Le cadre de la transition juste, en présentant un modèle holistique de changement, relie et offre un soutien à diverses résistances et luttes pour les droits de l'homme. Il entre en résonance avec les propositions de "Buen Vivir" [terme latino-américain et indigène signifiant "vivre bien" et en harmonie avec le monde vivant], le(s) féminisme(s) et d'autres philosophies de changement systémique. Grâce aux décennies d'expérience de la JASS en matière de renforcement du pouvoir collectif et de la sécurité des activistes et des mouvements féministes en Méso-Amérique, en Asie du Sud-Est et en Afrique du Sud, nous pensons que ce cadre peut contribuer à la clarté stratégique de notre travail et faciliter le dialogue entre les mouvements. Dans les notes suivantes, nous examinerons la transition juste en relation avec l'expérience de la JASS et les cadres conceptuels existants, et nous partagerons certains des défis que nous voyons dans l'avancement de ce modèle.

Comment le patriarcat soutient-il l'économie extractive ? Pourquoi la justice en matière de genre est-elle fondamentale ?

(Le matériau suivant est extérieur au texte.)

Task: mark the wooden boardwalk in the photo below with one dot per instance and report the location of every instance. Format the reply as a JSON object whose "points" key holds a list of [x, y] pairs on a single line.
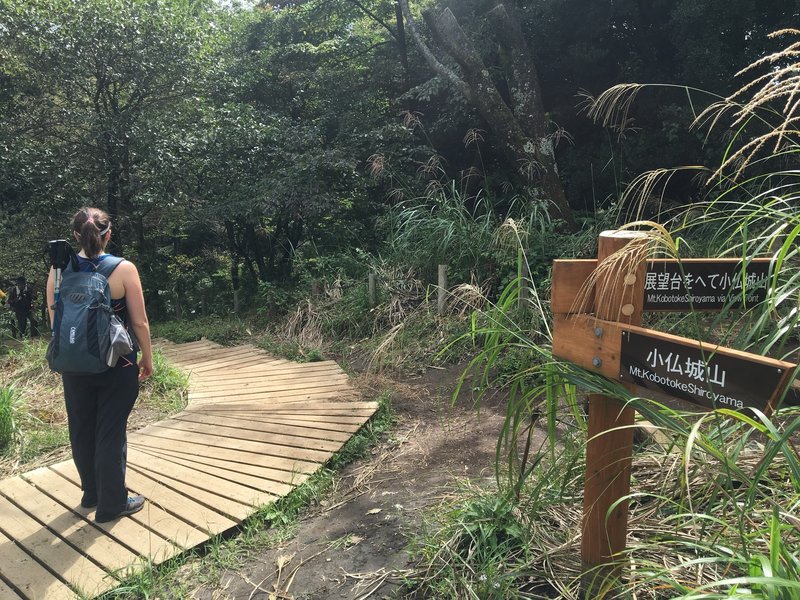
{"points": [[255, 428]]}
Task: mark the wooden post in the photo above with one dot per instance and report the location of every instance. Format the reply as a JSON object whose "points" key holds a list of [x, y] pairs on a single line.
{"points": [[524, 279], [609, 452], [442, 295], [371, 287]]}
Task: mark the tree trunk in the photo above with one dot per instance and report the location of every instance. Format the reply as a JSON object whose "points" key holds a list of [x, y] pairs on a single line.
{"points": [[519, 126], [402, 46]]}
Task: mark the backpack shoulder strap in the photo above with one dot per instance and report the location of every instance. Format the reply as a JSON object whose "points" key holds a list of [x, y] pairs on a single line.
{"points": [[107, 265]]}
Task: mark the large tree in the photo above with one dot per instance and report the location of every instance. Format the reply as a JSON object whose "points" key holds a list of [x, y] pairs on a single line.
{"points": [[514, 111]]}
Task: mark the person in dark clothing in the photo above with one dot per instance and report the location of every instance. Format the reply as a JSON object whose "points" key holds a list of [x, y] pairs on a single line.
{"points": [[98, 405], [20, 299]]}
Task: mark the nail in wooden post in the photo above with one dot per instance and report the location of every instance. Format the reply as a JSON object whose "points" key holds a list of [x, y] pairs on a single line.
{"points": [[371, 286], [609, 453], [440, 303]]}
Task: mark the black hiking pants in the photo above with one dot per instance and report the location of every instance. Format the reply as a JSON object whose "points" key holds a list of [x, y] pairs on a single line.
{"points": [[97, 409]]}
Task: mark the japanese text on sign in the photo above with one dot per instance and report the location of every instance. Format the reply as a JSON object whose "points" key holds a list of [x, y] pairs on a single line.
{"points": [[704, 285], [696, 374]]}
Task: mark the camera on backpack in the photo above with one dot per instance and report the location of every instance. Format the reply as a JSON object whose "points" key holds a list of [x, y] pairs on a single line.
{"points": [[61, 253]]}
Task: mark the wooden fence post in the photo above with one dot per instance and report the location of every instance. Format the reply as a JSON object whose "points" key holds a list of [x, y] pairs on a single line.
{"points": [[442, 295], [373, 300], [609, 451]]}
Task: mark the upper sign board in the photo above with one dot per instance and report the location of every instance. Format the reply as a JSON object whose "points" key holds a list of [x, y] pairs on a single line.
{"points": [[704, 284]]}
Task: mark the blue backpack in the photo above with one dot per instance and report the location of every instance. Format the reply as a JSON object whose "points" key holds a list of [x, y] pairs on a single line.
{"points": [[82, 320]]}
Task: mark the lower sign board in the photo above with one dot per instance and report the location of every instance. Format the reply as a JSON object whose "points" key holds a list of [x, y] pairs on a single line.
{"points": [[701, 375]]}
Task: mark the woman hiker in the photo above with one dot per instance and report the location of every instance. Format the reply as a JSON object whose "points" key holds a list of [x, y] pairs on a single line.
{"points": [[98, 405]]}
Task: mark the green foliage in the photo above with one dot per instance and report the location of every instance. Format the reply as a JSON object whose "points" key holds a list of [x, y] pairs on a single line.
{"points": [[226, 331], [166, 387], [9, 408], [474, 547]]}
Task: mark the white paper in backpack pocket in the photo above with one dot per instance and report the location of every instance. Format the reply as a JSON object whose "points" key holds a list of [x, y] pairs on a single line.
{"points": [[121, 343]]}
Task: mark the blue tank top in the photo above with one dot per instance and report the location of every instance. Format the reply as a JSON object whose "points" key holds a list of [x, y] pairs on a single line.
{"points": [[118, 305]]}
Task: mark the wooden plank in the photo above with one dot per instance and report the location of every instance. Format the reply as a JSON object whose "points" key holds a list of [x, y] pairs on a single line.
{"points": [[351, 425], [70, 526], [266, 426], [28, 576], [218, 356], [266, 383], [215, 440], [229, 367], [298, 405], [126, 531], [323, 394], [6, 592], [292, 466], [284, 388], [196, 514], [286, 478], [266, 437], [205, 355], [225, 487], [229, 472], [72, 566], [287, 369], [229, 508], [267, 376], [151, 516], [186, 354]]}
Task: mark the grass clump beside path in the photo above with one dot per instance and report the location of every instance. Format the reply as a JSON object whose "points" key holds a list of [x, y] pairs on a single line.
{"points": [[32, 406]]}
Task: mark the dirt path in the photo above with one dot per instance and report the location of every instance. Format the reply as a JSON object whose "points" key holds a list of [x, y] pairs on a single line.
{"points": [[348, 549]]}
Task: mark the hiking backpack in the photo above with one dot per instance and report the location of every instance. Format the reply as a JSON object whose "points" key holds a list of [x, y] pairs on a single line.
{"points": [[82, 320]]}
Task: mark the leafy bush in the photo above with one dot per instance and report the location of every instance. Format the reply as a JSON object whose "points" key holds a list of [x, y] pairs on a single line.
{"points": [[222, 330]]}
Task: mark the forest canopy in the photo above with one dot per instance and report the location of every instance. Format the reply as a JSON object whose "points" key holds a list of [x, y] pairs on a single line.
{"points": [[238, 146]]}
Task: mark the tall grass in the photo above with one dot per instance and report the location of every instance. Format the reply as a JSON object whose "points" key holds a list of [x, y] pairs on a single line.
{"points": [[9, 408], [715, 508]]}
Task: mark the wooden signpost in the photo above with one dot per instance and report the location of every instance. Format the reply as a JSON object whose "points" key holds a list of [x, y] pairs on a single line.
{"points": [[600, 332]]}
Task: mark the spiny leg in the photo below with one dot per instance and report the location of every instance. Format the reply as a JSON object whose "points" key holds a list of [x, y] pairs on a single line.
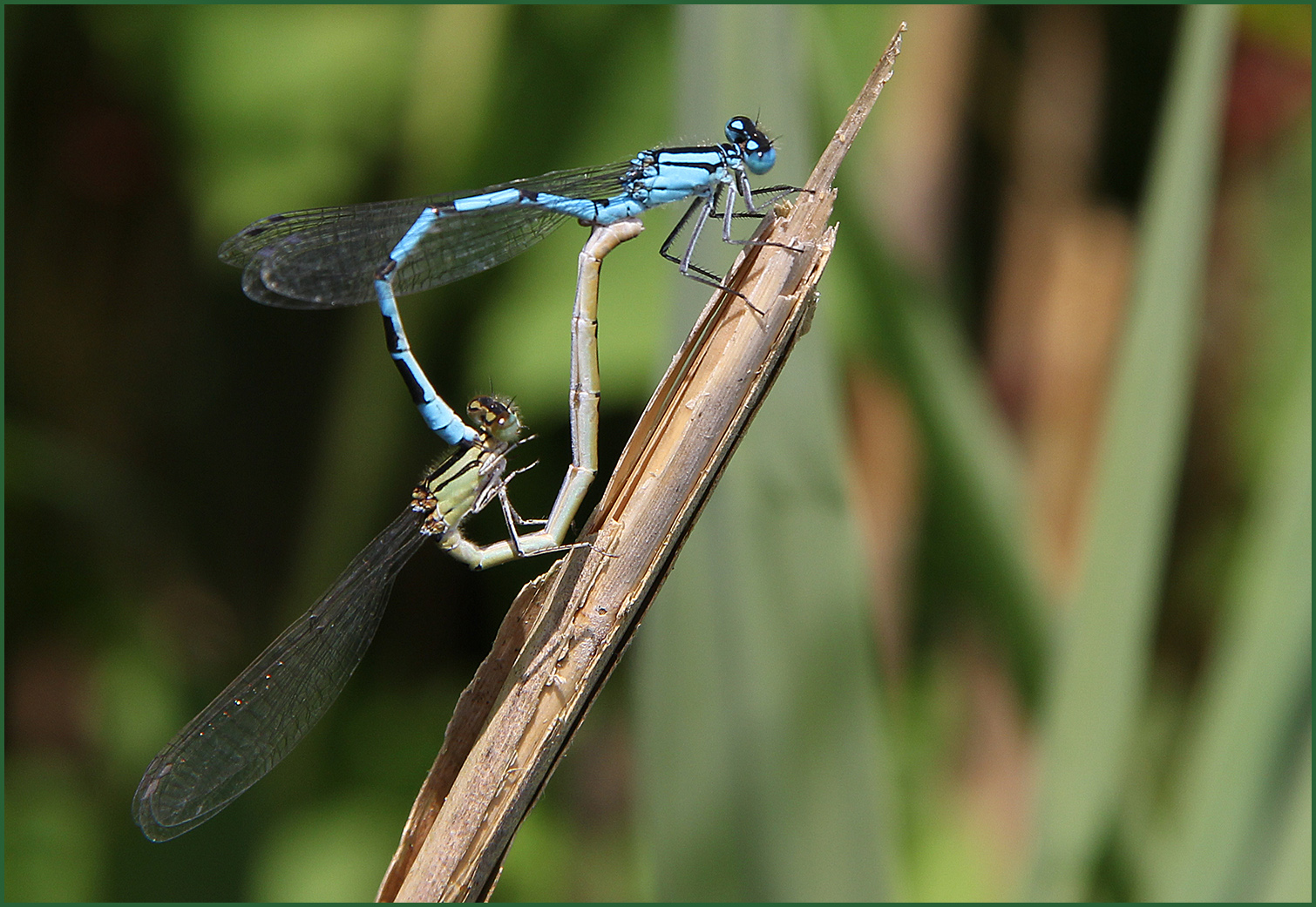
{"points": [[585, 417]]}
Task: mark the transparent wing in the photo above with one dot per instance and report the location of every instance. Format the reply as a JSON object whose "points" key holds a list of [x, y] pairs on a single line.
{"points": [[328, 257], [271, 706]]}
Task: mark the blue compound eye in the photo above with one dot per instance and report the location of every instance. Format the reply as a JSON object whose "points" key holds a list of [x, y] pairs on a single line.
{"points": [[760, 156]]}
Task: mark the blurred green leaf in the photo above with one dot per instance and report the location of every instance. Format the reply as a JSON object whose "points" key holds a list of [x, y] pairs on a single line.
{"points": [[1099, 667], [1290, 873], [330, 853], [1259, 675], [54, 848]]}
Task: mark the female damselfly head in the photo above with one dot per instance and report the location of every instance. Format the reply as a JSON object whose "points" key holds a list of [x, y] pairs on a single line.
{"points": [[495, 417], [757, 147]]}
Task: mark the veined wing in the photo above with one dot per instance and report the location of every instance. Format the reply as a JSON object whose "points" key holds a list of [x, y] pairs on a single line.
{"points": [[271, 706], [328, 257]]}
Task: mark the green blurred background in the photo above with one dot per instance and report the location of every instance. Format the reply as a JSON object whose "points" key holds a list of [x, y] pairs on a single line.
{"points": [[1007, 592]]}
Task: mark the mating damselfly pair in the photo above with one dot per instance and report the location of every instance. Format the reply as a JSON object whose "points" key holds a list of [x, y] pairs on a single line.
{"points": [[348, 255]]}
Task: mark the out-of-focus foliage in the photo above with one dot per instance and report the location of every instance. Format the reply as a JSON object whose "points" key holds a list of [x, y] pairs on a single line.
{"points": [[1006, 592]]}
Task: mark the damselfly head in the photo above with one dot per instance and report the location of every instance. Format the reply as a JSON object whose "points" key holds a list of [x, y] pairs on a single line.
{"points": [[757, 147], [495, 417]]}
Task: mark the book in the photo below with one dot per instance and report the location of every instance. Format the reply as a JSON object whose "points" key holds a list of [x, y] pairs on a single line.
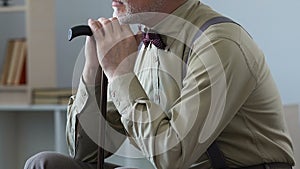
{"points": [[13, 62], [21, 64], [51, 95], [14, 67], [7, 60]]}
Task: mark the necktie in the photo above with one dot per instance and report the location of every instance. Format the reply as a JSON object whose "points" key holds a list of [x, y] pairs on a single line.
{"points": [[154, 39]]}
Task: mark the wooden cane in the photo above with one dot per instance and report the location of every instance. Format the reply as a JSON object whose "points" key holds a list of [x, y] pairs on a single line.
{"points": [[85, 30], [103, 102]]}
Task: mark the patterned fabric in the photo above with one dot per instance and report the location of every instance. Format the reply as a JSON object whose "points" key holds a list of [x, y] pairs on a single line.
{"points": [[154, 39]]}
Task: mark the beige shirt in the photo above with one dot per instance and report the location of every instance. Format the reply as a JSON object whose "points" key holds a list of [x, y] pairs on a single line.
{"points": [[176, 103]]}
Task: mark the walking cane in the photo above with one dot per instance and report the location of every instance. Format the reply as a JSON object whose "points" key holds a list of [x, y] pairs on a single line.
{"points": [[85, 30]]}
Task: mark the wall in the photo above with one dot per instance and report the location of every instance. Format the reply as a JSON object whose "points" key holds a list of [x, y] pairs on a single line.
{"points": [[275, 27], [70, 13]]}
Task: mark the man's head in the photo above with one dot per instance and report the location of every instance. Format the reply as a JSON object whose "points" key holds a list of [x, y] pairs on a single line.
{"points": [[133, 11]]}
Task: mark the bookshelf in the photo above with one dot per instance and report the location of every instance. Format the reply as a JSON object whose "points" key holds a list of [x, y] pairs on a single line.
{"points": [[41, 53]]}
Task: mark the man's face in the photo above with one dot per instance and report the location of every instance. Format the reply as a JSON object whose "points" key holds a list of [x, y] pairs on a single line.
{"points": [[129, 10]]}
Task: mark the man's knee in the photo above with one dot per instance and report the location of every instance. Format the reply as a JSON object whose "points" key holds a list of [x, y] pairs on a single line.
{"points": [[43, 160]]}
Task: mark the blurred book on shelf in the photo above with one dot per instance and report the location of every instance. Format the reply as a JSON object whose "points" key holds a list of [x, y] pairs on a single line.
{"points": [[51, 95], [14, 66]]}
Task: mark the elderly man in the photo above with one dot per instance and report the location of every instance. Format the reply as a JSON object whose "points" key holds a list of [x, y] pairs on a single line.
{"points": [[192, 91]]}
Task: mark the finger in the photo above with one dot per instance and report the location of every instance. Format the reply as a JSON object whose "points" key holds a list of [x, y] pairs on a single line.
{"points": [[115, 25], [139, 37], [96, 28], [107, 26], [126, 28]]}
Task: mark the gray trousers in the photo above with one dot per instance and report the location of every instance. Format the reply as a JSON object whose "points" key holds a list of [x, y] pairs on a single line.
{"points": [[53, 160]]}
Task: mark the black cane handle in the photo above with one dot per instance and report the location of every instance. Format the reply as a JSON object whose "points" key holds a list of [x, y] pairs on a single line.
{"points": [[79, 30]]}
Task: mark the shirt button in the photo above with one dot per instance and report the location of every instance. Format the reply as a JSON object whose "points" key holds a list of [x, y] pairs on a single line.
{"points": [[113, 94], [155, 59], [156, 97]]}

Le cadre de la transition juste reconnaît le patriarcat comme l'un des principaux piliers de l'économie extractive3. Il est donc essentiel d'approfondir notre compréhension de la manière dont le patriarcat fonctionne pour soutenir ce modèle économique et l'impact qui en résulte sur la société. Le patriarcat, le racisme et le colonialisme constituent les structures de domination interconnectées et précapitalistes qui sont à la base de l'économie extractive. Le maintien du pouvoir et du contrôle sur le travail, le corps et la sexualité des autres, alors que les femmes représentent plus de la moitié de la population mondiale, a toujours été une source de privilèges et d'accès aux ressources - matérielles et symboliques - pour ceux qui détiennent le pouvoir (à titre d'exemple, pensons aux énormes profits générés par la traite des femmes). L'un des exemples les plus clairs de la manière dont l'économie extractive utilise le patriarcat est l'exploitation du travail domestique et des soins prodigués par les femmes. Bien qu'il soutienne la structure sociale - en satisfaisant les besoins primaires de nourriture, de santé et d'hygiène et en garantissant des soins de base à tous - ce travail est aussi le plus précaire, celui auquel on accorde le moins de valeur sociale et qui est assigné aux femmes en tant qu'attente et obligation.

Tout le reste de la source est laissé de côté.